São Paulo, a metrópole que nunca dorme, parece cenário de filme de zumbi no primeiro dia do ano.

Os carros desaparecem, assim como o barulho. Os raros infelizes nos pontos de ônibus criam musgo na pele enquanto esperam a condução. A desolação se acentua pela fase vermelha da quarentena, decretada no feriado para todo o estado.

Comer, no apocalipse zumbi, é sempre uma aventura com dose extra de emoção. Costuma envolver saques a lojas abandonadas, esconde-esconde nos corredores de supermercados povoados por mortos-vivos. Nunca me arrisquei nessa modalidade esportiva, embora oportunidade não tenha faltado.

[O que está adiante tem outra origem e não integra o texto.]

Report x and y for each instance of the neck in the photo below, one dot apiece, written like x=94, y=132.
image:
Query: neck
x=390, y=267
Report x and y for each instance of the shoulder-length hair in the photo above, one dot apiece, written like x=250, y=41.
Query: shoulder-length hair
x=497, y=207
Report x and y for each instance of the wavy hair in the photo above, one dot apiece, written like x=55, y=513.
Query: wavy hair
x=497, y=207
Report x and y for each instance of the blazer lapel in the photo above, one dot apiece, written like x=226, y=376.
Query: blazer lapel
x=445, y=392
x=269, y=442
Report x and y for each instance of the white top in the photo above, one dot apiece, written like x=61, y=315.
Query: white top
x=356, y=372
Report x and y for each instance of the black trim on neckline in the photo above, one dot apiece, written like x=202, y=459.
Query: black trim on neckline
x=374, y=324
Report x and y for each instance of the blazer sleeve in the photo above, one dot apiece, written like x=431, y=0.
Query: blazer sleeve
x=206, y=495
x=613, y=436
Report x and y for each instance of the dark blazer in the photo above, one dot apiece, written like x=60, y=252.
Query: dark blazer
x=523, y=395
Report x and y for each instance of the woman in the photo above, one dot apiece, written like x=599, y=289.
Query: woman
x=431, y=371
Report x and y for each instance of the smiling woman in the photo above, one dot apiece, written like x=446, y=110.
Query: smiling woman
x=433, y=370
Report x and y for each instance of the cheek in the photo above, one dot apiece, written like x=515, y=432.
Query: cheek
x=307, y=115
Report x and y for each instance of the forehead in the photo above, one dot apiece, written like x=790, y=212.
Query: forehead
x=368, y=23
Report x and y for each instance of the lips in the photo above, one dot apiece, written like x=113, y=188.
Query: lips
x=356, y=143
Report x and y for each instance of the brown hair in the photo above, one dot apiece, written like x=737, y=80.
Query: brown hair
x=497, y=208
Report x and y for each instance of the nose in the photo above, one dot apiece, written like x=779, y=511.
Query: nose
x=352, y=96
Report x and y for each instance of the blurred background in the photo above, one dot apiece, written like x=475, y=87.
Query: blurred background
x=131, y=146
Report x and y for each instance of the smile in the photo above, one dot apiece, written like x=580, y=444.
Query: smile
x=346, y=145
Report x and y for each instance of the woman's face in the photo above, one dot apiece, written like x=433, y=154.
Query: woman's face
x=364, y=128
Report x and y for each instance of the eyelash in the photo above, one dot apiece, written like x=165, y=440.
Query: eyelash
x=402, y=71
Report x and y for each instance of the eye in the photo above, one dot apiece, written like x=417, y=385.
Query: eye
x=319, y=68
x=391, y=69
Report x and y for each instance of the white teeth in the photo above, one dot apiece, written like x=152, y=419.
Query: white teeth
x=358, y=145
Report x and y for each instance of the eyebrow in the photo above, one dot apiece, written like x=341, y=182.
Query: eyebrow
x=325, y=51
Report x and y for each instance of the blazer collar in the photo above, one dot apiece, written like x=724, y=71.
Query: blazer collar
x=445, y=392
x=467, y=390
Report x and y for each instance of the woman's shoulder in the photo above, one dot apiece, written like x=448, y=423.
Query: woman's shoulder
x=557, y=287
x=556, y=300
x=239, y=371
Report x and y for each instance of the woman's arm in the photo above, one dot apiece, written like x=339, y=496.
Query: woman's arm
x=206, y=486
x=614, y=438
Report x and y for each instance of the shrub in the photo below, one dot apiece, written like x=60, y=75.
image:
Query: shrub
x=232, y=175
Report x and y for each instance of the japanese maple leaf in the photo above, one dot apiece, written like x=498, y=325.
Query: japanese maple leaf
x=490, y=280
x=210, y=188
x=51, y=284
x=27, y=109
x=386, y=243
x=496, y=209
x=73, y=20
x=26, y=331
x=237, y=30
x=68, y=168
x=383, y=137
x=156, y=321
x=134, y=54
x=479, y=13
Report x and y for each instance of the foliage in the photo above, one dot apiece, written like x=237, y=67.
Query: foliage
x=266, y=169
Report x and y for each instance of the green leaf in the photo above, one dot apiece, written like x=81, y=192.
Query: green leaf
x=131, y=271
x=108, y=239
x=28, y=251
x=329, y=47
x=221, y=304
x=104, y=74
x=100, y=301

Moro há 20 anos em frente a um supermercado que só fecha um dia por ano –o 1º de janeiro. Houve ocasiões em que, tendo bebido tudo no 31, precisei cruzar a cidade em busca de cerveja para adormecer o tédio do dia morto. Era mais fácil descolar uma marreta para enfrentar cadeados e seguranças armados.

Desta vez fiz a ceia em casa, portanto tenho sobras. Mas o bicho pegou em outras eras, quando acordava de ressaca e faminto depois de ter passado a virada numa festa alheia.

Procurar restaurante no 1 do 1 era uma expedição. A Vila Madalena parecia o Mojave; os Jardins tinham a energia vital do interior das Antártida. Quando você finalmente encontrava um lugar aberto, rolava fila de espera –mesmo vazia, a cidade é cheia de gente que precisa se alimentar.

Claro que a zumbilândia não se restringe a São Paulo. O mundo inteiro se transforma em “Walking Dead” em datas assim. Eu, quando viajava para fora do país, era especialista em chegar ao destino em feriados que parecem abduzir toda a população.

Já pousei em Paris na segunda-feira de Páscoa, em Barcelona na tal da Segunda Páscoa catalã (em maio!) e em Londres no boxing day, um dia depois do Natal. Imagine a dureza que é arranjar comida com todas as biroscas fechadas, na Inglaterra.

Graças ao corona, em 2021 fomos poupados do safári cross-town em busca do primeiro almoço do ano. A frustração é todinha virtual, nos aplicativos de entrega.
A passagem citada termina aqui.